Par Aurélie Crétin – Psychologue TCC - Lyon
Auteur de « Vivre mieux avec les émotions de son enfant », Ed. O. Jacob.

 

Oscar 8 ans rentre après l’école et s’aperçoit que le bateau pirate de son jeu de construction a été cassé. Il est pris d’une colère qui l’amène à crier et jeter ses si précieuses pièces. Ses parents ne le comprennent pas : « ce n’est qu’un jeu, ce n’est pas grave ! Je ne comprends pas pourquoi il se met dans des états pareils », « En même temps c’est insupportable de le voir ainsi, je ne peux pas le laisser comme ça, il faut que je l’aide par tous les moyens ».

Il est vrai qu’en tant que parents, il peut être parfois déroutant, inquiétant, paralysant, agaçant… de ne pas comprendre la réaction de son enfant face à une situation qui peut paraître peu importante aux yeux de l’adulte.

Pensées > Emotions > Réactions
Il est important de se rappeler que l’émotion que ressent l’enfant est liée à sa manière d’interpréter une situation à travers le prisme de son âge, de ses expériences… En fonction, entre autres, de son interprétation de la situation, sa réaction sera bien différente ! L’enfant est en apprentissage. Avant d’essayer de trouver des solutions en partant du principe que son enfant n’arrive pas à gérer ses émotions, demandons-nous s’il gère si mal ses émotions ? Il est important de se rappeler que l’enfant est en construction. Son développement cérébral et cognitif n’est pas encore terminé. Cela implique que les aires cérébrales lui permettant d’identifier et gérer ses émotions ne sont pas encore matures, tout comme leurs connexions. Il ne peut donc gérer rapidement et rationnellement les émotions qu’il rencontre. Par ailleurs, le langage qui permet à l’enfant de pouvoir extérioriser ses émotions est également en cours d’acquisition. Il n’a donc pas accès à tous les moyens pour comprendre, extérioriser, et gérer ses émotions. Avec ces quelques premiers éléments, il me semble que nous pouvons donc plus facilement accepter qu’un enfant puisse ressentir des émotions fortes et avoir besoin de temps pour les digérer et apprendre à faire avec.

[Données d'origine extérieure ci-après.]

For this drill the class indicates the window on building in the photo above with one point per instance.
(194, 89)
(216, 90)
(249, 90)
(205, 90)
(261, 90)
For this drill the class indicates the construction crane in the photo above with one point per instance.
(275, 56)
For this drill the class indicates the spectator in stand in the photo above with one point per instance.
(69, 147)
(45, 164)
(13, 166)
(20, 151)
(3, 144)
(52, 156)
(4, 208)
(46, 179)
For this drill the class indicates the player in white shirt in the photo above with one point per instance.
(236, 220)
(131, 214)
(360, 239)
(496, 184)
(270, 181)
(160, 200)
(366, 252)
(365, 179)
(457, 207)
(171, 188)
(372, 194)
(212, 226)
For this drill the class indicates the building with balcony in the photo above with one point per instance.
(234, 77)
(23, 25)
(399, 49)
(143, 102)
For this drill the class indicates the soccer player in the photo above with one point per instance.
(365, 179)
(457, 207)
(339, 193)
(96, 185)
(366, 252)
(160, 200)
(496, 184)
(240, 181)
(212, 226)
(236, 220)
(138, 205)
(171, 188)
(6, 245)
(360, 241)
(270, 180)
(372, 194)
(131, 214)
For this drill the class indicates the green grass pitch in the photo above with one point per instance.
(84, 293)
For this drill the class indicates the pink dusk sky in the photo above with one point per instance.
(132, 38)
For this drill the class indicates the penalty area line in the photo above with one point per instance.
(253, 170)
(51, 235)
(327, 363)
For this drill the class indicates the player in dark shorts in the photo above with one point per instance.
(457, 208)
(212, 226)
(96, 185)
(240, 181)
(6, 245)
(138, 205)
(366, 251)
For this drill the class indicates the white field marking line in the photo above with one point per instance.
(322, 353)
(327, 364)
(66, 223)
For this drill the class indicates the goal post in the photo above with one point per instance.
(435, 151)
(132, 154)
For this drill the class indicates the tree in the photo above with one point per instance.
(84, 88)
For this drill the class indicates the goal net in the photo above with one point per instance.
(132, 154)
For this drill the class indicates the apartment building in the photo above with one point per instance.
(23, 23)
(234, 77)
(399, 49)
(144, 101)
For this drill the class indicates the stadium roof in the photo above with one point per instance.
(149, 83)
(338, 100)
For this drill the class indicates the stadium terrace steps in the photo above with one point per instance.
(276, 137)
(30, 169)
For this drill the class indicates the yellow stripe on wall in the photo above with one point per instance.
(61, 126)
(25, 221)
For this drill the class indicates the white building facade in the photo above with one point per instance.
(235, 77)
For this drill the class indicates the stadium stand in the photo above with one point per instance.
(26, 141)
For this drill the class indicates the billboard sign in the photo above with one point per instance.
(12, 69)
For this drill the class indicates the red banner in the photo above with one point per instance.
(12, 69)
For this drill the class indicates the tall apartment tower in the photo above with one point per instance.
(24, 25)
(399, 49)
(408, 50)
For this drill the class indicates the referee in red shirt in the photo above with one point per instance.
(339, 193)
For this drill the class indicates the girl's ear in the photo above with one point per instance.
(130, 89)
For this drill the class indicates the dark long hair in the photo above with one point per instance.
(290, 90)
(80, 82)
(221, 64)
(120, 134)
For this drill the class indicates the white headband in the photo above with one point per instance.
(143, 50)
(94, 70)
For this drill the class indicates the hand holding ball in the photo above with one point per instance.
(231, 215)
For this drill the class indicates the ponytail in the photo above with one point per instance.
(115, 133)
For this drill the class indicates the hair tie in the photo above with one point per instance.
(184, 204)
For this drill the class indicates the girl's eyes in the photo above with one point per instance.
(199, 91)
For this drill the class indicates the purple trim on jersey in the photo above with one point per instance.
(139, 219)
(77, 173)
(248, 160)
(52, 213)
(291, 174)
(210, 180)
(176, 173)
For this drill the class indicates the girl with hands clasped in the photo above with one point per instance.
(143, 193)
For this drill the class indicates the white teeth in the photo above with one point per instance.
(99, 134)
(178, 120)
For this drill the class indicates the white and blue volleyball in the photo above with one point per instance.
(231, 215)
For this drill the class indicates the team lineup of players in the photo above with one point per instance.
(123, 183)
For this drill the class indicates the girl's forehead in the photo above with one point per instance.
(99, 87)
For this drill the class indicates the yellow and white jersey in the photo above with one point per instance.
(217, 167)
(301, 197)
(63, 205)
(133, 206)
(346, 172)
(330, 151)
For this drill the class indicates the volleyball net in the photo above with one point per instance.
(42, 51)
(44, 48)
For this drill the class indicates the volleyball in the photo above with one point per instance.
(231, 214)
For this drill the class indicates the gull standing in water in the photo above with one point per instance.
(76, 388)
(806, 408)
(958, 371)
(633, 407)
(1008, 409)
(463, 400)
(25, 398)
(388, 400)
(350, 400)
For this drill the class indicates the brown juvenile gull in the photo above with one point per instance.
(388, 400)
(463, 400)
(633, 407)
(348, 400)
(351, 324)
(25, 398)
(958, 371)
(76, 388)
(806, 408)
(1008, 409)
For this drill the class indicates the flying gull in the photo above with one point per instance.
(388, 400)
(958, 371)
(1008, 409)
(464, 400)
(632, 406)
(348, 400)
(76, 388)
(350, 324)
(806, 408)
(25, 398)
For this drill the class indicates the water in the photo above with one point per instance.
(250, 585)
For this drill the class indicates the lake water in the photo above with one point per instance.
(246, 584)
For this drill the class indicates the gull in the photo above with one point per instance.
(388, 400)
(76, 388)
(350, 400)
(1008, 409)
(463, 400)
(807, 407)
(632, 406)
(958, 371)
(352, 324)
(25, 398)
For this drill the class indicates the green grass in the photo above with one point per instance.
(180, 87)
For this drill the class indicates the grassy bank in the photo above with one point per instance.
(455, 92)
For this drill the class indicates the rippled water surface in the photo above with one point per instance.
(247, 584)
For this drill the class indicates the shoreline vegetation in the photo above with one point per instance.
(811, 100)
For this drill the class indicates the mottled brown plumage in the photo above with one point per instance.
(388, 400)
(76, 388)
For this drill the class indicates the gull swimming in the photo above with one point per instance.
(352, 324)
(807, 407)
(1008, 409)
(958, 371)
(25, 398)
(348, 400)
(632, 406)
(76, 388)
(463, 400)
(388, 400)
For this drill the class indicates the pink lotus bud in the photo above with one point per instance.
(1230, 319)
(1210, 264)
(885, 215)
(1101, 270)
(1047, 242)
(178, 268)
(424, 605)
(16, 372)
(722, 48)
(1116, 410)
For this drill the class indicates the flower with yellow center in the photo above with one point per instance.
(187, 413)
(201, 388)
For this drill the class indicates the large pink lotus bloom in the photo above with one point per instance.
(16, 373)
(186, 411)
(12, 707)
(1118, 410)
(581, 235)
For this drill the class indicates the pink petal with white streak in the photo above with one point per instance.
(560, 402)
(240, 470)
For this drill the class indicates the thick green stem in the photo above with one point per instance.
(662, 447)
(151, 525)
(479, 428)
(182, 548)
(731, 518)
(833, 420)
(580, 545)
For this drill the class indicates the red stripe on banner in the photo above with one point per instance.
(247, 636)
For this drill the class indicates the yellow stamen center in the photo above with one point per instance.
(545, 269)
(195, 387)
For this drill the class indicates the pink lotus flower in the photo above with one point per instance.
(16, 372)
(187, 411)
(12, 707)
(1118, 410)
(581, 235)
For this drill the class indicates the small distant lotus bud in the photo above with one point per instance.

Les émotions sont utiles et nécessaires à l’enfant. Par exemple, la peur permet à l’enfant de comprendre qu’une situation peut être dangereuse, mobilisant ainsi plus rapidement des stratégies protectrices. La tristesse permet de « digérer » et de développer des stratégies pour limiter les pertes (ranger son jeu à tel endroit par exemple). La colère  permet à l’enfant d’identifier que quelque chose n’est pas respecté chez lui, de montrer à l’autre ce qu’il ressent et de se mettre en action pour être respecté. Et puis, il y a aussi la joie ! Source si importante et nécessaire pour que l’enfant ait envie d’avancer, pour qu’il se sente bien. L’enfant ayant besoin de tout ce panel d’émotions, il est donc important de l’accompagner afin qu’il apprenne à faire avec. Si nous lui évitons toute émotion désagréable (ce qui est bien évidemment impossible), il en sera l’esclave.  Ainsi, un enfant qui vit au mieux avec ses émotions est un enfant qui ne vit pas que des émotions de plaisir.

Comment accompagner l’enfant sur le chemin des émotions ?
Parfois, nous pouvons être tentés de rechercher des solutions pour faire diminuer rapidement les émotions de l’enfant... Toutefois, le fait de rechercher à les atténuer si vite ne permettra pas à l’enfant d’être à leur contact et d’apprendre à faire avec.  

Accueillir ses émotions
Permettre à l’enfant de ressentir ses émotions, lui montrer qu’il a le droit de les ressentir et qu’elles sont légitimes sera à son service … « Et oui, c’est difficile de voir que ton bateau est cassé. En plus tu y tenais beaucoup ! Je comprends que ça te rende triste». La bienveillance et l’accueil des émotions de l’enfant sont très puissants et rassurants. L’enfant se sent ainsi entendu, pris en compte, en sécurité et non jugé.